With the HomePod arriving tomorrow for those who preordered, there is even more talk about what the future holds for this new Apple hardware platform and also about what Siri can and can’t do on the device. The initial reviews have been almost uniformly glowing over the speaker’s sound quality, but not so over Siri’s very noticeable limitations. I won’t get my hands on mine until late tomorrow evening when I return home from Boston, but I am certainly looking forward to trying it out for myself.
Bad news first- Siri isn’t smart enough
In the wake of all of the reviews, there are a few really good articles that I have found that have spot-on critiques of and suggestions for Siri, and for Apple going forward with its development and the development of the HomePod in general. The first is from Jason Snell in Macworld, entitled Siri: What Apple needs to do to improve its voice-activated digital assistant. Mr Snell is as insightful and thoughtful as any Apple writer out there, and has a few really good suggestions for ways that Apple can make Siri better, including giving users the freedom to dial back her “wittiness”, making it more consistent and contextually aware, and extending more access to third parties. Apple would be wise to listen to the man.
Another article by Bryan Irace from irace.me entitled Many Siris goes into a favorite topic of mine- the many disconnected user experiences of Siri. This is a big problem that I have brought up on more than one occasion, and it is again good to see others are also on board and saying the same things. There is strength in numbers, right? He also expressed disappointment in the way Apple has made SiriKit extensions run client-side on the device, rather than server-side like Amazon has set up Alexa skills, which also make a lot of sense.

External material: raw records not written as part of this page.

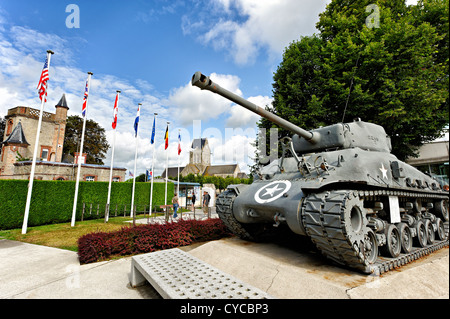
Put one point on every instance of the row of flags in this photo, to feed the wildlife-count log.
(42, 92)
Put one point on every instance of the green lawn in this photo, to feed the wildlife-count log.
(63, 235)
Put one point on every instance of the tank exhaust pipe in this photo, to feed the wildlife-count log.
(205, 83)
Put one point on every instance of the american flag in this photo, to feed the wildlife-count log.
(42, 85)
(86, 94)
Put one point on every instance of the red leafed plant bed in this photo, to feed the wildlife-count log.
(147, 238)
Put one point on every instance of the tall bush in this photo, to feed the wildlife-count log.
(52, 201)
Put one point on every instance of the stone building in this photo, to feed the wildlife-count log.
(18, 147)
(200, 163)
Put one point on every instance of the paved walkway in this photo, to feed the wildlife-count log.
(30, 271)
(198, 215)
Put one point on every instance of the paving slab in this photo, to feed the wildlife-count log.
(290, 273)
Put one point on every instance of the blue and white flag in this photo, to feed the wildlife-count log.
(136, 121)
(148, 172)
(153, 131)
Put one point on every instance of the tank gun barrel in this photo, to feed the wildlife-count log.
(205, 83)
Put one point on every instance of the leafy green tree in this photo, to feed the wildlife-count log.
(393, 72)
(95, 144)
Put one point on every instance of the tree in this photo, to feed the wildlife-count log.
(95, 144)
(394, 74)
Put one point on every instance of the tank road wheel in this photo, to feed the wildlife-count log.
(442, 209)
(430, 231)
(393, 242)
(370, 247)
(406, 237)
(421, 238)
(440, 229)
(355, 221)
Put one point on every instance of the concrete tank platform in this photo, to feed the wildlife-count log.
(302, 273)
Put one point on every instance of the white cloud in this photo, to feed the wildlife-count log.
(256, 25)
(241, 117)
(192, 103)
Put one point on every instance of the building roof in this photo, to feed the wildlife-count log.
(62, 102)
(173, 172)
(220, 170)
(17, 136)
(199, 143)
(48, 163)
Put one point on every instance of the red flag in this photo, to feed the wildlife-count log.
(116, 110)
(179, 143)
(42, 85)
(166, 137)
(86, 94)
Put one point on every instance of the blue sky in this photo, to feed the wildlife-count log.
(150, 50)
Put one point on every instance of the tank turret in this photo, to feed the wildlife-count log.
(361, 206)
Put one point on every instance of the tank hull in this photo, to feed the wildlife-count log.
(357, 207)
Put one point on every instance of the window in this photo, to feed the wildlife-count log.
(8, 128)
(44, 154)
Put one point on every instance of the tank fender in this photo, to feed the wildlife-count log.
(238, 188)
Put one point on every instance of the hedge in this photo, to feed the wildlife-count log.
(52, 201)
(140, 239)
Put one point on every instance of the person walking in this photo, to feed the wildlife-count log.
(175, 205)
(206, 199)
(193, 201)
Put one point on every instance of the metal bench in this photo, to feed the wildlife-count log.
(179, 275)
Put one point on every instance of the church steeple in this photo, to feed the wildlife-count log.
(17, 137)
(62, 102)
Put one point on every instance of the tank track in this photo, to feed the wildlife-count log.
(323, 221)
(224, 208)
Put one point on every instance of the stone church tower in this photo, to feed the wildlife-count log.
(20, 136)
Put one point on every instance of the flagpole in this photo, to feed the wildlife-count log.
(33, 165)
(135, 159)
(167, 169)
(153, 161)
(112, 164)
(80, 154)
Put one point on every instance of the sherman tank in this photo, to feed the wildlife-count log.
(341, 186)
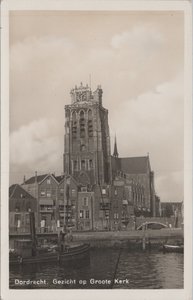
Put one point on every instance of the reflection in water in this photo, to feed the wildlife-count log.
(139, 270)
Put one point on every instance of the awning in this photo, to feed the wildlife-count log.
(46, 202)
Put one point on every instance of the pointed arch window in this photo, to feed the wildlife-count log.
(83, 165)
(90, 124)
(82, 124)
(74, 125)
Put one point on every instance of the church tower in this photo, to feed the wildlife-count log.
(87, 141)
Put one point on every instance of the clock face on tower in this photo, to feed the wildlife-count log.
(81, 96)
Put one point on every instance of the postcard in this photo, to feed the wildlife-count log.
(96, 193)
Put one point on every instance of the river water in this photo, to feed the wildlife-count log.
(106, 269)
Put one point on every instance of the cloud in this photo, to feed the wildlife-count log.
(136, 66)
(166, 183)
(139, 37)
(35, 144)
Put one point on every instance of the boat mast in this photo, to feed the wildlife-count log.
(33, 232)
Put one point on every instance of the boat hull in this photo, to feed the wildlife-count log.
(69, 255)
(173, 248)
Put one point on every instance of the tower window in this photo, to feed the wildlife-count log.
(82, 148)
(75, 165)
(90, 124)
(82, 125)
(90, 164)
(81, 214)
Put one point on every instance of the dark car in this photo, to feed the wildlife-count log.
(152, 225)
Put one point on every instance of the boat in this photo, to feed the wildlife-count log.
(73, 253)
(27, 251)
(173, 248)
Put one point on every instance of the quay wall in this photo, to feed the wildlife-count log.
(130, 239)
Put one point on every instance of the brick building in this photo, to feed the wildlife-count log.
(20, 204)
(97, 191)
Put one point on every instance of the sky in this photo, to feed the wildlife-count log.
(138, 59)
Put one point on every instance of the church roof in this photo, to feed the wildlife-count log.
(32, 179)
(134, 165)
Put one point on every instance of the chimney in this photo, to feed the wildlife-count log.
(36, 180)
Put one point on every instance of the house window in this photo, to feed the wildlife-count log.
(82, 148)
(17, 207)
(17, 220)
(116, 215)
(83, 189)
(48, 193)
(85, 201)
(81, 214)
(42, 193)
(27, 219)
(87, 214)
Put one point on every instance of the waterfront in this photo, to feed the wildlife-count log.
(135, 270)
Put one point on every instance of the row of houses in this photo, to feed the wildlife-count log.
(59, 200)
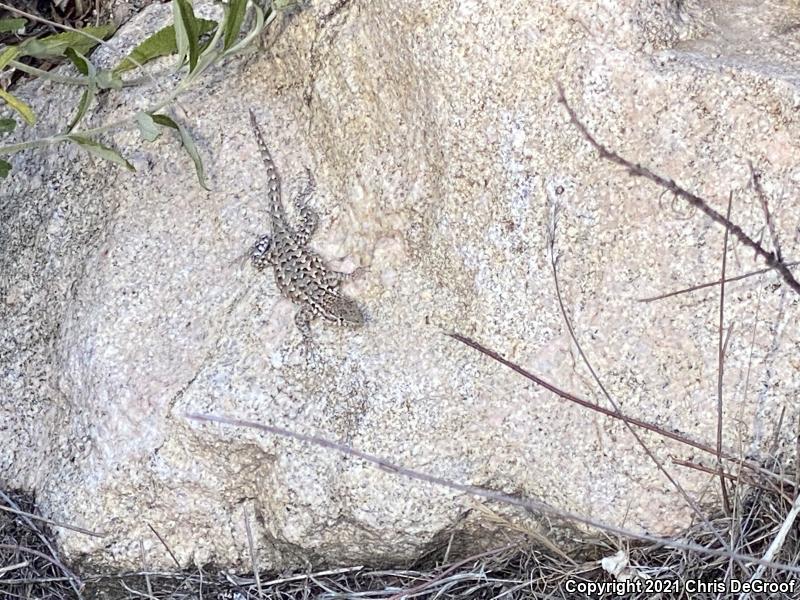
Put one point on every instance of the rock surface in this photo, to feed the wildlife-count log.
(438, 147)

Ryan Christoffel of MacStories also took a look at the same article by Mr Irace and agreed that Siri’s fragmentation is a big problem. He also expresses real concern over the fact that this problem has been around for a few years now, and Apple hasn’t done a single thing about it. I definitely agree, and I have to wonder if he is right- Do the powers that be at Apple realize that this is a problem? Even if they do, they certainly don’t think it is as significant as some Apple fans and writers do.

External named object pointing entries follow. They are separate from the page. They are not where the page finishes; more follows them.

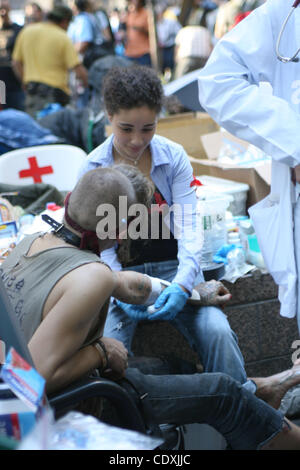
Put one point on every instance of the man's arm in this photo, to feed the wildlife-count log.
(18, 69)
(70, 312)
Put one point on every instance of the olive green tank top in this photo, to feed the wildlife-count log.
(30, 279)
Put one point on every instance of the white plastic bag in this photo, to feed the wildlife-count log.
(272, 218)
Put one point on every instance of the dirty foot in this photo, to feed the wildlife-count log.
(272, 389)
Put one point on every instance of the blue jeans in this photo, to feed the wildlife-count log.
(206, 329)
(245, 421)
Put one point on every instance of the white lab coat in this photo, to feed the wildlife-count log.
(229, 91)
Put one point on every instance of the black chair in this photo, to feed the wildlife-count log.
(128, 414)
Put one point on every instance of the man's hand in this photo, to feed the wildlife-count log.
(117, 358)
(212, 293)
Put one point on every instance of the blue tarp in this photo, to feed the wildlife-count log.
(19, 130)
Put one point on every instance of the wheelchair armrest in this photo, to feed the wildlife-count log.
(91, 387)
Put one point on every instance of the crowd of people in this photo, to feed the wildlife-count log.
(90, 32)
(74, 331)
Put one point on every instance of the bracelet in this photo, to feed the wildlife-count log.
(99, 345)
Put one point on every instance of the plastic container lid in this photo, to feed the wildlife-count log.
(214, 205)
(211, 183)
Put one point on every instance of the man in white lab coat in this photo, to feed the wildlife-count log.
(229, 90)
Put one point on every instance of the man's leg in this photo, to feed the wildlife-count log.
(245, 421)
(119, 326)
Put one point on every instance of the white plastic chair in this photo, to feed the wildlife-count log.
(57, 165)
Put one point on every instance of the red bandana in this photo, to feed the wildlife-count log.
(89, 239)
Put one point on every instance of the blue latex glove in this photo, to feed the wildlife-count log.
(170, 302)
(136, 312)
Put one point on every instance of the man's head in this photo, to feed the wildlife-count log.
(4, 11)
(106, 194)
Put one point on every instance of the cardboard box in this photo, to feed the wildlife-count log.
(259, 187)
(185, 129)
(258, 176)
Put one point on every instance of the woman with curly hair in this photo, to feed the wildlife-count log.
(133, 98)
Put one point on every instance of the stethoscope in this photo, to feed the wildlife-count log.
(294, 58)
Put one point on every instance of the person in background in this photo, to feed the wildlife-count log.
(253, 92)
(193, 45)
(14, 94)
(229, 12)
(133, 98)
(137, 44)
(43, 56)
(63, 323)
(166, 33)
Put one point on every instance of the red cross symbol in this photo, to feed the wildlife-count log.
(35, 171)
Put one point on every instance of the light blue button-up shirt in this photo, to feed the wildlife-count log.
(172, 174)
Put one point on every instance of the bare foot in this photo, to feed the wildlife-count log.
(272, 389)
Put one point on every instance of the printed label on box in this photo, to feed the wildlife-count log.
(23, 380)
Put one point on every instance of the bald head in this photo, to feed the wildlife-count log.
(96, 187)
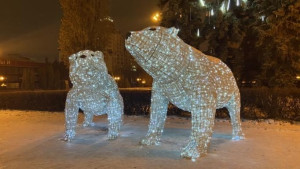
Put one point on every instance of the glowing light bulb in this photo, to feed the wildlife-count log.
(228, 5)
(156, 17)
(223, 7)
(202, 3)
(212, 12)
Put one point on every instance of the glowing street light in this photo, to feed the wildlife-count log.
(2, 78)
(156, 17)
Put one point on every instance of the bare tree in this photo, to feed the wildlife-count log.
(83, 26)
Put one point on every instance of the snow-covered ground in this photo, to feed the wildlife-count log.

It isn’t all bad- The HomePod may sell just fine despite Siri
A Kantar survey, which was detailed in 9to5Mac, indicated that 130,000 people in the UK showed interest in the HomePod over the next year. This pales in comparison to the 500,000 that showed interest in buying an Amazon Echo over the same time period, but the number is still significant as a start for a new hardware platform that doesn’t have the same level of AI chops.
The survey also reveals some pretty obvious details, such as the fact that Apple will be leaning heavily on their existing customer base to buy the HomePod, especially those who are Apple Music subscribers. I have already said that I think this is by design, and that Apple built the HomePod around their core strengths knowing that their fans would buy in. They can then use that data to iterate and eventually release products that are more refined and capable.

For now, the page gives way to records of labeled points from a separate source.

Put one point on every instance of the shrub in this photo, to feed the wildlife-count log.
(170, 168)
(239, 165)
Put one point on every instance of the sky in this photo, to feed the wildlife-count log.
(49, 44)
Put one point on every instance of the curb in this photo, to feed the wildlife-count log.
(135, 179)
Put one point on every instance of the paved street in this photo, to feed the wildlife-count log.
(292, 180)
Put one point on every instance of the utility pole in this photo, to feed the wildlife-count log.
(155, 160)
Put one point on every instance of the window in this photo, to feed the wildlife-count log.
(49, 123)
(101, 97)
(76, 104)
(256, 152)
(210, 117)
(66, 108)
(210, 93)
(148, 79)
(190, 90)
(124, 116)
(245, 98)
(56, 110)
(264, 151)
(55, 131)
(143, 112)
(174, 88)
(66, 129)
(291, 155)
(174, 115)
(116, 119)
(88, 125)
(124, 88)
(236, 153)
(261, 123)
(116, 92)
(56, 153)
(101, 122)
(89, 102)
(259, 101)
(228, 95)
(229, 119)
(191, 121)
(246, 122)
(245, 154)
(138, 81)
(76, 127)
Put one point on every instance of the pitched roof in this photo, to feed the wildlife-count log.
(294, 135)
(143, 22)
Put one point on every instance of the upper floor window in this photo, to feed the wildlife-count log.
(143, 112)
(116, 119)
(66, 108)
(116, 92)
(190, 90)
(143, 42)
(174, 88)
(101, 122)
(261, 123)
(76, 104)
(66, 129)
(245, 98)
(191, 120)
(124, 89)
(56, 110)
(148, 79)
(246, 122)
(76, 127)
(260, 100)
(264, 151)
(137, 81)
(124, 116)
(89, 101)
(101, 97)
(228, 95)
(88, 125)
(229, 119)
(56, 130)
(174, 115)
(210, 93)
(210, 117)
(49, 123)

Dave Mark of loopinsight has even rosier predictions for the HomePod. He compares the HomePod to the Apple Watch. He expects the same kind of slow start that is focused on Apple’s core users and fans, with growth combing later on. Just as the Apple Watch changed quickly as Apple learned a refined the products, Mr Mark believed that they will take the same approach with the HomePod.
While I think this prediction is extremely optimistic, Apple has proven that it can make changes, add features, and redesign interfaces quickly when properly motivated. If they do the same with the HomePod, who knows. Maybe Mr Mark’s optimism will be rewarded.
That’s it for tonight. I will be in meetings in the morning and then flying until 8 PM. However, I will start playing with the HomePod when I get Home, and will have some initial thoughts on Saturday.